Burke and his You Can Play co-founders, Brian Kitts and Glenn Witman, aim to take the next steps in their efforts. The group launched in March with videos on NHL broadcasts and websites featuring NHL players, including Zdeno Chara and Steven Stamkos, asking for acceptance of the lesbian, gay, bisexual and transgender community on the playing field. You Can Play now seeks similar engagement from other leagues.
“We have enjoyed speaking with Patrick and learning about You Can Play,” said JoAnn Neale, executive vice president for Major League Soccer. “MLS W.O.R.K.S. [the league’s charitable arm] is committed to working alongside groups that support LGBT causes and equality. We look forward to working with You Can Play in a variety of capacities.”
Burke said You Can Play in June plans to open an online merchandise store, with proceeds going to You Can Play programs. In the fall is the scheduled release of the organization’s “Playbook” — a guide for athletes, coaches, administrators, media and fans with a goal of making sure their sport, locker room, school or arena is safe for LGBT athletes.
But as You Can Play grows, so will the need for more support. Burke’s staff consists of volunteers, and the group operates without any corporate partners, though entities including HBO and Edelman provide pro bono services.
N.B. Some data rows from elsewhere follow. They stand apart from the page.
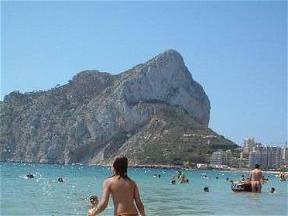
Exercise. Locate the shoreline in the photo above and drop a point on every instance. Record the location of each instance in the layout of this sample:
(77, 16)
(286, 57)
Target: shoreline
(150, 166)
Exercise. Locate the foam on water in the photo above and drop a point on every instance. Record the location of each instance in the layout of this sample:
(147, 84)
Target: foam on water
(44, 195)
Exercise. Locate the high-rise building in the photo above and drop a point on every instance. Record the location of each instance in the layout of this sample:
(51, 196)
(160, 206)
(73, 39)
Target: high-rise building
(284, 155)
(267, 157)
(221, 157)
(249, 144)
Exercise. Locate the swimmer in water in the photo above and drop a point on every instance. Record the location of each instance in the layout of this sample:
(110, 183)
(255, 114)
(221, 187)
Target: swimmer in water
(256, 177)
(30, 175)
(206, 189)
(94, 202)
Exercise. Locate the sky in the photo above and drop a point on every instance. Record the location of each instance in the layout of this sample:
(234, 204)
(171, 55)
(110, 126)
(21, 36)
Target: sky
(236, 50)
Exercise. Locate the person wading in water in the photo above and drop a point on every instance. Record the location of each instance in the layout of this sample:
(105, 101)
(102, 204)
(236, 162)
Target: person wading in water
(256, 177)
(124, 192)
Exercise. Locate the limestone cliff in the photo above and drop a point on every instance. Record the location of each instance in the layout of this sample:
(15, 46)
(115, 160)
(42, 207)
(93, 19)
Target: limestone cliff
(154, 113)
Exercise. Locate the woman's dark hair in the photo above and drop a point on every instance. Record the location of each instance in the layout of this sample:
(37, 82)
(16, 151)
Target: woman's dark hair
(120, 166)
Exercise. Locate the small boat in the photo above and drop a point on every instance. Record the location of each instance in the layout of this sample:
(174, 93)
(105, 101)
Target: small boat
(241, 187)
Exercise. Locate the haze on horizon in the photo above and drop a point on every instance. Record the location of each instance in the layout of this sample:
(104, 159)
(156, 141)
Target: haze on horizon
(235, 50)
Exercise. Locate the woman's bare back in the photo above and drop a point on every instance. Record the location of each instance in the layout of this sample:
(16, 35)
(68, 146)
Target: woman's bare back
(123, 194)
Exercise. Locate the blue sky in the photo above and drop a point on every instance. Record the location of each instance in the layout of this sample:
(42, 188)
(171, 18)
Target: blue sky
(235, 50)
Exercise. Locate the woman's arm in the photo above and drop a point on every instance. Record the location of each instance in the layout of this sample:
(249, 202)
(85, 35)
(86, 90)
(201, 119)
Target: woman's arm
(138, 201)
(104, 199)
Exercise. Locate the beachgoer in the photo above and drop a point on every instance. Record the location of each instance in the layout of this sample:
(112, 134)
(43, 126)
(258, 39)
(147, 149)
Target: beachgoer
(94, 202)
(30, 175)
(282, 176)
(173, 181)
(256, 177)
(272, 190)
(124, 192)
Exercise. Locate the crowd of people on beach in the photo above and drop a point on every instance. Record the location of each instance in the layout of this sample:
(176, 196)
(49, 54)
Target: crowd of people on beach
(126, 196)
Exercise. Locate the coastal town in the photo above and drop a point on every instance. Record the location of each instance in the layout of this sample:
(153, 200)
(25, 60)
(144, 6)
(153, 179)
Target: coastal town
(273, 158)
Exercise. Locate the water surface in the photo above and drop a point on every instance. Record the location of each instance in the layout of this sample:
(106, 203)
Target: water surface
(43, 195)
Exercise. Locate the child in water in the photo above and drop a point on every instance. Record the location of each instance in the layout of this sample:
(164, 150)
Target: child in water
(94, 202)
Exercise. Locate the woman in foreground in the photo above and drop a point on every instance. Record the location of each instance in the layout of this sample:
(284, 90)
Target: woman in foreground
(124, 192)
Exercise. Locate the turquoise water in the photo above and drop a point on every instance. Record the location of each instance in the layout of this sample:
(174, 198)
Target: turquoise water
(43, 195)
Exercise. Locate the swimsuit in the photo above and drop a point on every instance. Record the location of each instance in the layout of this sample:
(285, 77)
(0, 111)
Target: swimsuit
(126, 214)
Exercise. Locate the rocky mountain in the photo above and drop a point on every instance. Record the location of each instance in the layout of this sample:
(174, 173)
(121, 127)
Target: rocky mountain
(154, 113)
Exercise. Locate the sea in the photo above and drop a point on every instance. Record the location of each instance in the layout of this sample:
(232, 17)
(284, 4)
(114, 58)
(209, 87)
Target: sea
(44, 195)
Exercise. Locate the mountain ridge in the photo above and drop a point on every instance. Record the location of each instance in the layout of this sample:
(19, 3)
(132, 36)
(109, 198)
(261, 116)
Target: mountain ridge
(98, 115)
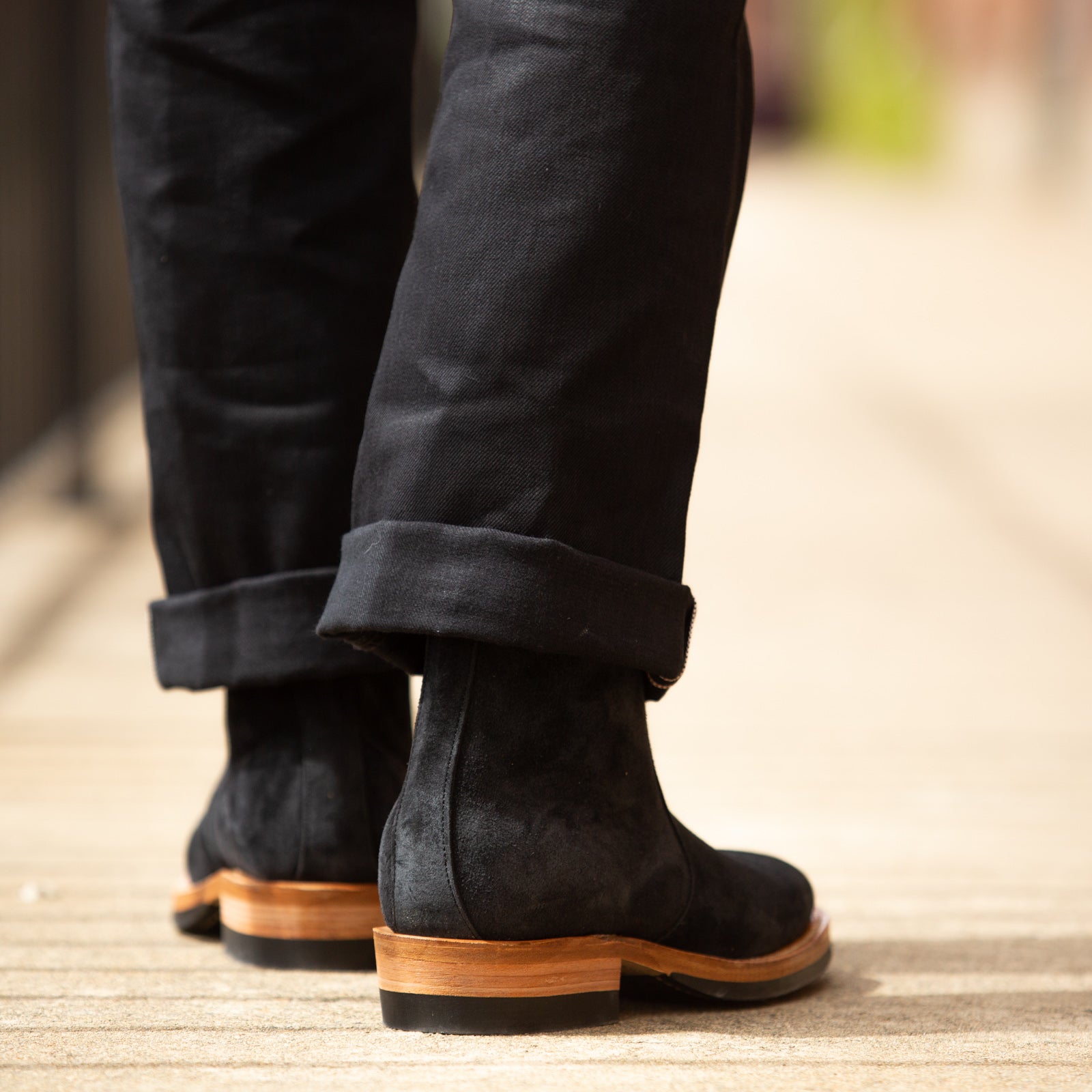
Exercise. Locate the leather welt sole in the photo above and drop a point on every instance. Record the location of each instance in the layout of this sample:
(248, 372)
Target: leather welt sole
(284, 924)
(519, 986)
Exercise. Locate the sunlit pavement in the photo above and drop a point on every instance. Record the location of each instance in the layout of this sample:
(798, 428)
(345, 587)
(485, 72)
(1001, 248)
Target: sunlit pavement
(890, 684)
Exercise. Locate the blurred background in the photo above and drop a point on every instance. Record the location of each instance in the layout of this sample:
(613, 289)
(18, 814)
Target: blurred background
(890, 536)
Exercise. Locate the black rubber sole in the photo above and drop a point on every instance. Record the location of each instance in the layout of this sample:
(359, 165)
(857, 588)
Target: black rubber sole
(202, 921)
(524, 1016)
(205, 922)
(497, 1016)
(300, 955)
(745, 992)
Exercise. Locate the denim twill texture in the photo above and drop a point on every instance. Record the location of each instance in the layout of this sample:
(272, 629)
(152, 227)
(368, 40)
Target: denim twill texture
(530, 440)
(533, 424)
(262, 153)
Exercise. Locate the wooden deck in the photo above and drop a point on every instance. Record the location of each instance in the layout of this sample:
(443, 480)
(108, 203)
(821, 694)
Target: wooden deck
(891, 546)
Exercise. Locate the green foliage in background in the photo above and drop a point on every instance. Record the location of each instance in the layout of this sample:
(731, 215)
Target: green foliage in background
(872, 92)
Financially, You Can Play relies on personal donations. You Can Play also has received donations from the Gill Foundation and the Palette Fund, which support LGBT civil rights work.
“We want business leaders to align with us because they truly believe it’s the right thing to do,” Burke said of his not-for-profit organization. “But we also hope they understand that the LGBT sports community is a major, untapped market.”
Burke, who also attends New England Law School in Boston, supports his argument with statistics. A report by the U.S. Department of Health and Human Services released last June estimated that 45 percent of gay males in American high schools are athletes.